My online dating profile clearly indicates that I’m a vegan. A woman I’ve been communicating with informed me that she eats a healthy diet, but enjoys meat and fish. Fine with me, but our first phone conversation became an inquisition about whether I would attempt to make her a vegetarian. She compared it to trying to convert someone to another religion. She got intense about it, despite my insistence that I don’t proselytize. I finally conceded a belief that vegans are more evolved from a spiritual standpoint. She really went off about this, insisting that she wasn’t about to let anybody change her. At one point, she even said that letting my cat go outside was as cruel as factory farming. Most amazingly, this happened after numerous pleasant e-mails.
We all have certain things that really push our buttons. Apparently, for this woman, it’s that horrible, racist, sexist, in-your-face statement, “Hi, how are you?”
You lucked out. This woman’s obviously out of her ground-beef-filled gourd. There’s a perfect time to discover that, and it’s before the first date. The thing is, she may actually be on to something — albeit in a somewhat shrewishly hysterical way. Here you are, presenting yourself as this easygoing sprout-muncher who manages to maintain a live-and-let … murder small defenseless animals attitude. But do you really? Like a lot of people hoping to maximize their dating possibilities, you try to be “open-minded,” but how realistic is it to tell yourself you can be with a woman you’ll kiss, then think, “Eeeuw, I can still taste that murdered cow”?
Come on … you aren’t a vegan because you think clumps of seitan (boiled wheat gluten) taste so much better than pork chops. In fact, with a bit of prodding, you admit to feeling morally superior to us flesh-chomping barbarians. (Moral superiority — always such a successful basis for a relationship.) Now, it’s possible that you’re the Stepford Vegan, able to sit placidly as a woman tears apart a live goat with her sharpened incisors. But my guess is, it’s only a matter of time until you look across the table at a girlfriend really enjoying herself as she swallows the last morsel of some dead animal, and go off on her: “Hey, I think you missed the dog! Want me to take his collar off so he’s easier to chew?”
“Opposites attract” sounds good but really only applies if you’re two magnets trying to get together. For a relationship to work out, you have to be with somebody you respect, but not only that, somebody you actually admire.
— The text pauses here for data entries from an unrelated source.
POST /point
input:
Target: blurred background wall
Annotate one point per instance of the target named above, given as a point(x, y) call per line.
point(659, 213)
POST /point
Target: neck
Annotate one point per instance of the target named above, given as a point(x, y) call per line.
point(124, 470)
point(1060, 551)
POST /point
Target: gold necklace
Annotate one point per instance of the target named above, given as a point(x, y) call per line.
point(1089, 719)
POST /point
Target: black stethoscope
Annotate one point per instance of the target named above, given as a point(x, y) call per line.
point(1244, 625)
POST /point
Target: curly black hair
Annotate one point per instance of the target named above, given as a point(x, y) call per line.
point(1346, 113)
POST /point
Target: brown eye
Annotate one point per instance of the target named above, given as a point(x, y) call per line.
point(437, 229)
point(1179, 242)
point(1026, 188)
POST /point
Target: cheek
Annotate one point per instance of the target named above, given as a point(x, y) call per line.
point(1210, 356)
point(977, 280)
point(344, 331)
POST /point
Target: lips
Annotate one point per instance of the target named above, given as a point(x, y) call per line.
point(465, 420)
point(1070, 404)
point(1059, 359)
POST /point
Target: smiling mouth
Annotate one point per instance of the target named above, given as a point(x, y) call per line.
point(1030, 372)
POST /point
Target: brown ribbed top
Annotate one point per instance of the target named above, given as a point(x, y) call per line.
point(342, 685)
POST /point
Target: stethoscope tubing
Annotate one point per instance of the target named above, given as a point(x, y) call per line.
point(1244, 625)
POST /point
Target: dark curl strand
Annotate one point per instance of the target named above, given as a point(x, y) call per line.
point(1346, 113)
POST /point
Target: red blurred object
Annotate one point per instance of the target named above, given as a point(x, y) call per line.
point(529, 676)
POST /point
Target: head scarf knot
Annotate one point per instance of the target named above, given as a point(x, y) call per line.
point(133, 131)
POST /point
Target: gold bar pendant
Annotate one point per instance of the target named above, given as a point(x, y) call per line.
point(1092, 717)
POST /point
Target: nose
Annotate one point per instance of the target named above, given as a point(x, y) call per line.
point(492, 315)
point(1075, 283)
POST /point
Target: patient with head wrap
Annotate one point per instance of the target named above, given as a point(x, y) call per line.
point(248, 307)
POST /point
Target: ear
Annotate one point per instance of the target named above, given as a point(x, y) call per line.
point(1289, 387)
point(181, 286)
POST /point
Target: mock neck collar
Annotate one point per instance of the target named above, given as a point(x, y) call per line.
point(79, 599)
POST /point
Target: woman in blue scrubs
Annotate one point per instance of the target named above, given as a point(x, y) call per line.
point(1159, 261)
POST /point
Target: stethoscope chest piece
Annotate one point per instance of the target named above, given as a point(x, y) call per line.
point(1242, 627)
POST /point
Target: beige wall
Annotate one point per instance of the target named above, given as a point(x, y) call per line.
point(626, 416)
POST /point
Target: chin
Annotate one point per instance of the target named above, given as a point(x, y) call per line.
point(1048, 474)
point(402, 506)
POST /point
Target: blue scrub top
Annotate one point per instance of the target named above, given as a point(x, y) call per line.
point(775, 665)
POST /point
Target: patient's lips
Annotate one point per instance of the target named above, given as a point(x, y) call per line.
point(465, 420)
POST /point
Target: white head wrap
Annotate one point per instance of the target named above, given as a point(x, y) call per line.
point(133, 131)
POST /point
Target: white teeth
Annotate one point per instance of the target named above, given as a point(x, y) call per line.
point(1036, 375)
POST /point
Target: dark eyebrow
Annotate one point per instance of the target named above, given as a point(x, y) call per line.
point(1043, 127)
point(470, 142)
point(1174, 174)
You can have differences, but you basically have to be excited about who she is, what she believes and how she lives. Painting yourself as tolerant and casting a wide net is a great idea — if you’re a generic person who “enjoys great wine, great food and great conversation.” Are there five people on the planet who don’t?
To find a person you’re compatible with, be honest about your deal-breakers (“must love dogs, but not braised, with a side of spring vegetables”). You might even restrict your online dating forays to a vegetarian personals site like VeggieDate.org. Just think, no more trying to forget that a date’s wallet once roamed the tall grasses as part of a cow! She’ll be right there with you in enjoying meatless fine dining and then, on to McDonald’s. No, not for a real meal, but for a moment of emotional bonding — weeping and hugging as you watch a kid in the window chowing down on a Happy Meal.
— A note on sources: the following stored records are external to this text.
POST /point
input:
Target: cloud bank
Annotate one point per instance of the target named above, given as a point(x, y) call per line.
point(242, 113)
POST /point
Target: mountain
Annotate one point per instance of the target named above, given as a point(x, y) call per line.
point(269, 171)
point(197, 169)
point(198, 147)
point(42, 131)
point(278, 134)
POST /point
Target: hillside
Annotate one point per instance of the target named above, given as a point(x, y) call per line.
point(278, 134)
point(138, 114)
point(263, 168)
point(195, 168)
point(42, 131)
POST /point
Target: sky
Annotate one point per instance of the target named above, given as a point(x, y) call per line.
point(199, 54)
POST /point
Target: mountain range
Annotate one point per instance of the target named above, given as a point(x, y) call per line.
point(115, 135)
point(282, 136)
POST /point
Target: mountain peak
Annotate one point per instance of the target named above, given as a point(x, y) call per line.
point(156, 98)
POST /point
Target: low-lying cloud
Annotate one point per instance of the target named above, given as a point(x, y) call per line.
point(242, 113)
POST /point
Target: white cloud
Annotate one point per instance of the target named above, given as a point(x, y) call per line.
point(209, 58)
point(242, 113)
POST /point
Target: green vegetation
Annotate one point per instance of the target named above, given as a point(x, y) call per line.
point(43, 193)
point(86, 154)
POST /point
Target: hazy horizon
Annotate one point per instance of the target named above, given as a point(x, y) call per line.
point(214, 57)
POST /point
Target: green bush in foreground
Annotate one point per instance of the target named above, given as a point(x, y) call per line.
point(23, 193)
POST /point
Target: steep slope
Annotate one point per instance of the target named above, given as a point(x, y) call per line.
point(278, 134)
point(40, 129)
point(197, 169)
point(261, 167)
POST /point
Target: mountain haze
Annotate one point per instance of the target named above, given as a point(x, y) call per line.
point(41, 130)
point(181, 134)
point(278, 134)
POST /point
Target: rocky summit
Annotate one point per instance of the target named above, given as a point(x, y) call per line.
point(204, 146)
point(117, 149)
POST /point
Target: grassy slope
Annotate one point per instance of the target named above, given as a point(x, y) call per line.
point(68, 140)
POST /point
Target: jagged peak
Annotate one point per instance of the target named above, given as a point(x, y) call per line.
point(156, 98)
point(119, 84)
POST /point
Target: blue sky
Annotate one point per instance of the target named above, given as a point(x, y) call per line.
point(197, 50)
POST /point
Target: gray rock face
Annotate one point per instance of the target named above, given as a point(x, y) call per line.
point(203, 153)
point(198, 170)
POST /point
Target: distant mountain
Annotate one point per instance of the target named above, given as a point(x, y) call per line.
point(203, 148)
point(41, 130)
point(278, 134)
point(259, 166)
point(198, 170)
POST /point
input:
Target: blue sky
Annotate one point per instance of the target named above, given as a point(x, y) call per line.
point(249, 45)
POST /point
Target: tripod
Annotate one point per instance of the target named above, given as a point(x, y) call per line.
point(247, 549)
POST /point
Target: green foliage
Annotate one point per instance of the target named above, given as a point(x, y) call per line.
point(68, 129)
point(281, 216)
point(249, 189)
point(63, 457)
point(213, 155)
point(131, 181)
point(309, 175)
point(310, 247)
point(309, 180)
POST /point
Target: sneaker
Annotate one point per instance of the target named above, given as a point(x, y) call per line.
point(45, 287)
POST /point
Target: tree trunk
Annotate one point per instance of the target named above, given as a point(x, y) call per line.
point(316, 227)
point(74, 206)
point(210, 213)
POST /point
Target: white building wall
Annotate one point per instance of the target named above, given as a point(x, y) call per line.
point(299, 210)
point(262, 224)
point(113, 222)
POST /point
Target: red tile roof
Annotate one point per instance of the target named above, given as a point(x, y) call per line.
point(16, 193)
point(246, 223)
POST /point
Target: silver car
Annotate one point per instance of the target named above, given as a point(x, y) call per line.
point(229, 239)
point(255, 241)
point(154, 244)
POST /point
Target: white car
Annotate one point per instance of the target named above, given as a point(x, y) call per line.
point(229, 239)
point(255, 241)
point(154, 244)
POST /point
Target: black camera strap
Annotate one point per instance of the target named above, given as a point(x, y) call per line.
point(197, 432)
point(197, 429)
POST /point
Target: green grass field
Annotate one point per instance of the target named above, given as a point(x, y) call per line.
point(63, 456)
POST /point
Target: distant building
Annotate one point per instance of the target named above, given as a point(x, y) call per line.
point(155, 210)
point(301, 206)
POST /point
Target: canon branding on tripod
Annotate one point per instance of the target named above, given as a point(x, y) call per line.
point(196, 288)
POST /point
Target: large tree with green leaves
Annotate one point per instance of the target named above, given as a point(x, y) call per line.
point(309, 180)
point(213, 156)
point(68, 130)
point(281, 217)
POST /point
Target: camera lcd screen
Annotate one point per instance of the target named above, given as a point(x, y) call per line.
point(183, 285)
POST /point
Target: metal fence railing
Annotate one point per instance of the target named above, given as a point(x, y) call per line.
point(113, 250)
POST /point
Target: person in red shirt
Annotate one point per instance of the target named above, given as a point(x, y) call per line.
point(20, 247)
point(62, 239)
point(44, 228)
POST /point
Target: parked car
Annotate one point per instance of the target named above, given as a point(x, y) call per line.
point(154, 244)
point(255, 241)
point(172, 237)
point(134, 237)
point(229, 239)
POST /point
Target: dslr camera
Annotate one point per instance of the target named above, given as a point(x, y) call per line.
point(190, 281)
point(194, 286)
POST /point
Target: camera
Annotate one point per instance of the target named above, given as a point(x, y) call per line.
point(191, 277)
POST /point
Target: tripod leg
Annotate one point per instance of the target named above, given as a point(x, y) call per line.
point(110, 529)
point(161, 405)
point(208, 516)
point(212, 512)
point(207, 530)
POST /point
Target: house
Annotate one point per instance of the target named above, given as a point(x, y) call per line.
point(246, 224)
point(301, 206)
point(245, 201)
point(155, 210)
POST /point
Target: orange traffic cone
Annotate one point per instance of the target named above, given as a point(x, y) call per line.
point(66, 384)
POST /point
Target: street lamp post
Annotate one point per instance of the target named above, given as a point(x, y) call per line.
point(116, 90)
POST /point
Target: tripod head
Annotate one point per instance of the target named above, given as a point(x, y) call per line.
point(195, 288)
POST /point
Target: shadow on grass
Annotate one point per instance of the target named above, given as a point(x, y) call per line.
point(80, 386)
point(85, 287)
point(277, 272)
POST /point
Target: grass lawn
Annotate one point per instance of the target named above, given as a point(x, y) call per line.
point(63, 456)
I’m trying Internet dating, and a friend said I’d have better results on a site with a membership fee. With so many free sites, why would anyone ever pay?
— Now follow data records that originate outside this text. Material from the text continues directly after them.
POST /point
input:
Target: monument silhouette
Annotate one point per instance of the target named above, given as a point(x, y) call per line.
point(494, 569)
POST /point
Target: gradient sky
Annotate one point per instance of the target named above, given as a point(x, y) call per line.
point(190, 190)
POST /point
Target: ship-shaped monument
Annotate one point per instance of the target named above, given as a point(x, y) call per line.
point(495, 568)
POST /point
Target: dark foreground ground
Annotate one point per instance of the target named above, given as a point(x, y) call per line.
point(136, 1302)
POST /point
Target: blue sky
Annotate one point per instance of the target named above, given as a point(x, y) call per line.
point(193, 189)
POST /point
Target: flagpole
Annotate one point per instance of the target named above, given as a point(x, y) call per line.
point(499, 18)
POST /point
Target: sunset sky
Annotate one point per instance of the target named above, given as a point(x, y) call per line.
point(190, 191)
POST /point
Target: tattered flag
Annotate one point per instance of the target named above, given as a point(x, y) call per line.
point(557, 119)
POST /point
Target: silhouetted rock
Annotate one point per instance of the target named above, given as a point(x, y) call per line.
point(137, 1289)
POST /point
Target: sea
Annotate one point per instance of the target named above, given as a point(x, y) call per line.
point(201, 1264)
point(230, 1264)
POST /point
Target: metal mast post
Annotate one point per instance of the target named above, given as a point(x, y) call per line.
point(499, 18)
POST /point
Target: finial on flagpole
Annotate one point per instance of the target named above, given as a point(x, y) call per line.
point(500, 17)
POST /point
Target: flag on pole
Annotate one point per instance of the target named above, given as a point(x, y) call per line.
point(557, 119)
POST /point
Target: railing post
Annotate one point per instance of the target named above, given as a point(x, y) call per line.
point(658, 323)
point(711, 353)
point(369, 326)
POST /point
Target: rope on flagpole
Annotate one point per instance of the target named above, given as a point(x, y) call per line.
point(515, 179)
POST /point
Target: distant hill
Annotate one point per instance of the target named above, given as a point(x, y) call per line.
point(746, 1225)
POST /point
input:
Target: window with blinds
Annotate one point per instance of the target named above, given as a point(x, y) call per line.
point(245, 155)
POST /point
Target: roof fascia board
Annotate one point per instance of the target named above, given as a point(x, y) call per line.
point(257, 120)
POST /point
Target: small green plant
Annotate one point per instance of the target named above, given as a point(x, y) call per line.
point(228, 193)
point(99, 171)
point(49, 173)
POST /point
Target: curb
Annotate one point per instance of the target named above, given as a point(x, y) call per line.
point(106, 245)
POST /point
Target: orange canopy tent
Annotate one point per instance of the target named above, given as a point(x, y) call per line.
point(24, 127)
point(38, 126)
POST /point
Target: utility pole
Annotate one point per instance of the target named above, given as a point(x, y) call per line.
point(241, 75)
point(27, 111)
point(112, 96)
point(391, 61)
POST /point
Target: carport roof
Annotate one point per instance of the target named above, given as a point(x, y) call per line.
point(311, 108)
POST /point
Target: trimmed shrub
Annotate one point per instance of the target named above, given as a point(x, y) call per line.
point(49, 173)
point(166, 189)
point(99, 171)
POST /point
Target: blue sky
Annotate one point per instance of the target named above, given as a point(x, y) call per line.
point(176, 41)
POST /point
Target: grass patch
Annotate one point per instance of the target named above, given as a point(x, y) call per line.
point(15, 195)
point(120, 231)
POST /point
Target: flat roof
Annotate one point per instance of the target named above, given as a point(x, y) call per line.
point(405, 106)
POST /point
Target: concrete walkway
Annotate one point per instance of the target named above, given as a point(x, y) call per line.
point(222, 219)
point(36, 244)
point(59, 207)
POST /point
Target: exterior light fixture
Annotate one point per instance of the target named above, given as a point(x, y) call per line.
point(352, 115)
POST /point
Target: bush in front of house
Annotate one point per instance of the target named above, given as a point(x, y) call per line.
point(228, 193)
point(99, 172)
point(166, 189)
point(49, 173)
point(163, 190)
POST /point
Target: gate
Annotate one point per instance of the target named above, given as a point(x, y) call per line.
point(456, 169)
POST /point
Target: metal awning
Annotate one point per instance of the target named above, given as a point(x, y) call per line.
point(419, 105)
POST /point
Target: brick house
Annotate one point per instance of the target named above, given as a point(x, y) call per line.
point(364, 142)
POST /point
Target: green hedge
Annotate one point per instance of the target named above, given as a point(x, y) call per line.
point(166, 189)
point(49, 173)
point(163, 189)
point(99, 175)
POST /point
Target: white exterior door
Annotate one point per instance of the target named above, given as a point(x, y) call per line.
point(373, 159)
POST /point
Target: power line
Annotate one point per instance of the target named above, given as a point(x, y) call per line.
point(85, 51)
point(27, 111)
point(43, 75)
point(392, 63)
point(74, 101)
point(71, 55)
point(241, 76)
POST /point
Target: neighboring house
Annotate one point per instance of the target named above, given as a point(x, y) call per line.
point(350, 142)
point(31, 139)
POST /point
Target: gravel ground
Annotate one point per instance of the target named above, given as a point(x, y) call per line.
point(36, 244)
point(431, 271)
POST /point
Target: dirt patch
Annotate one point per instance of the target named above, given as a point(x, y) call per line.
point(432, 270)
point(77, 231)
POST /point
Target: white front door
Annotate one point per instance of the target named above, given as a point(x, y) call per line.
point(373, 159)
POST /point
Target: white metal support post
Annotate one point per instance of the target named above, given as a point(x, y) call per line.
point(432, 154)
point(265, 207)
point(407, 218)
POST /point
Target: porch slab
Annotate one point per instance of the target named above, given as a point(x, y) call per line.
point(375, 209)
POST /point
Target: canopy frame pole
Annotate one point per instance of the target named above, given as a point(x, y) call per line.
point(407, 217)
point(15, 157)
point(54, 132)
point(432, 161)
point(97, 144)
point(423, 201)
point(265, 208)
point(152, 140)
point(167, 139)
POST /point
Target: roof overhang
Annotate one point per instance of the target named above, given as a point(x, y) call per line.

The word “free” turns reasonably intelligent people into zonked-out morons. Tell people you’re giving away free tacos (actual worth: 35 cents, including labor), and they’ll line up in the heat for an hour to get one. Offer them $1.35 to stand in a hot line for an hour, and they’ll scowl and flip you off. There are good people on free dating sites. They’re just crowded in among all the people who aren’t seriously looking, but, hey, as long as it’s free, they’ll throw up a pic, kick back, and check their inbox when they’re done swimming with the turtles in Galapagos. Sites with monthly membership fees, whether they’re $50 or $15.99, draw those who are more serious about finding somebody, and give them incentive to hop to it.
People say the best things in life — love, friendship, moonlight — are free, but so are the worst things: lymphoma, a really big overbite and roadkill. If you’re in any sort of hurry to get to the good stuff, it probably behooves you to pay the sorting costs.